Процесс до крайности неэффективен — чтобы увеличить свою биомассу на 1 грамм, бактерии должны окислить полкило железа. И цикл в данном случае не замкнут: недоокисленное железо поступает из земных недр, где его пока еще много, а окислившись, выпадает в осадок и сохраняется в таком виде неопределенно долгое время, накапливаясь в земной коре (в том числе в виде железных руд). И тем не менее система работает. Несмотря на всю ее примитивность, она обладает известным преимуществом — железобактерии практически не зависят от других живых существ. Они вполне самодостаточны, если не считать того, что используемый ими для окисления железа кислород производится не геохимическими процессами, а другими живыми организмами — оксигенными фотоавтотрофами (растениями, одноклеточными водорослями и цианобактериями).

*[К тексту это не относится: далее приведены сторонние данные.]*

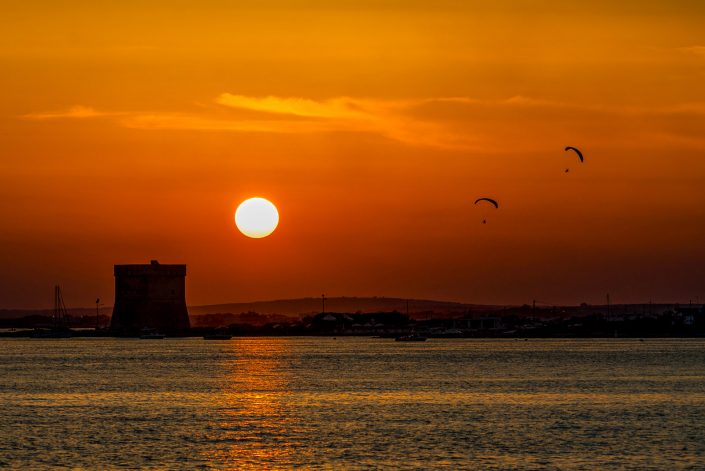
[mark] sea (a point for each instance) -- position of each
(352, 403)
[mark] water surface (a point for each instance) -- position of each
(352, 403)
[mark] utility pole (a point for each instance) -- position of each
(608, 306)
(97, 313)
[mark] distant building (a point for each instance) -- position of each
(150, 297)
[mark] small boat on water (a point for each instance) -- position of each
(151, 334)
(411, 338)
(52, 334)
(217, 337)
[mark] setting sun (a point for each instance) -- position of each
(256, 217)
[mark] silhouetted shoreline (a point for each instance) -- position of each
(626, 321)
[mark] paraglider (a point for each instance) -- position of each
(487, 201)
(577, 152)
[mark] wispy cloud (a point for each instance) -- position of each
(75, 112)
(445, 122)
(695, 50)
(336, 108)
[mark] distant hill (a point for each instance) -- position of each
(288, 307)
(308, 306)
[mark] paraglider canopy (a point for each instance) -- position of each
(576, 150)
(489, 200)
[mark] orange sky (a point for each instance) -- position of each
(131, 131)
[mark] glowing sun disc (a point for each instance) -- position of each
(256, 217)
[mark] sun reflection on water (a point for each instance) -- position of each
(254, 422)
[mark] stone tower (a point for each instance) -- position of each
(150, 296)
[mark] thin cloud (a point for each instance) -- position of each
(337, 108)
(425, 122)
(695, 50)
(75, 112)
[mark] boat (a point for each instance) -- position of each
(60, 318)
(52, 334)
(217, 337)
(411, 338)
(151, 334)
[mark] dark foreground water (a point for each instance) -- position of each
(354, 403)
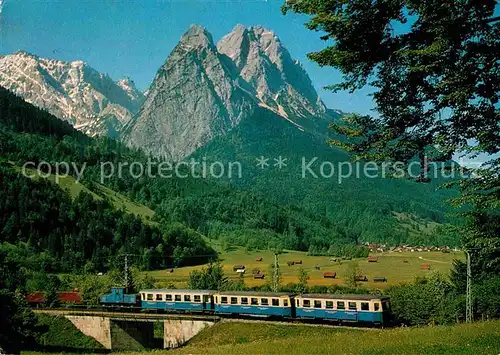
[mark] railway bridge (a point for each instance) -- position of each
(135, 331)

Одно из самых удивительных открытий в геологии за последние десятилетия состоит в том, что, как выяснилось, практически во всех геологических процессах, которые сформировали осадочный чехол нашей планеты, активно участвовали (и продолжают участвовать) микроорганизмы. Доказано, что многие месторождения руд — не только железных, но и золотых, марганцевых и многих других — имеют биологическое происхождение. Эти месторождения были некогда сконцентрированы микробами, постепенно осаждавшими на своих клеточных стенках ионы различных металлов. И если рассмотреть строение рудного вещества под микроскопом, становятся видны тельца, точь-в-точь такие, какими некогда были клетки микроорганизмов. В ходе своей жизнедеятельности микробы активно преобразуют соединения железа, серы, фосфора, образуя пириты, фосфориты и другие минералы. Как это происходит, не всегда понятно. Так что оценить масштабы этой четырехмиллиардолетней деятельности пока никто не берется. Между тем, зная механизм преобразования минералов микробами, можно было бы по внешнему виду минерала (в микромасштабе) и его составу отличить, создан ли минерал микроорганизмами или косной материей. Этот вопрос остро стоит, например, для марсианских минералов. Если бы удалось найти надежные признаки биологической активности в осадочных породах, то вопрос о жизни на Марсе был бы решен. Естественно, это касается и древней жизни на Земле.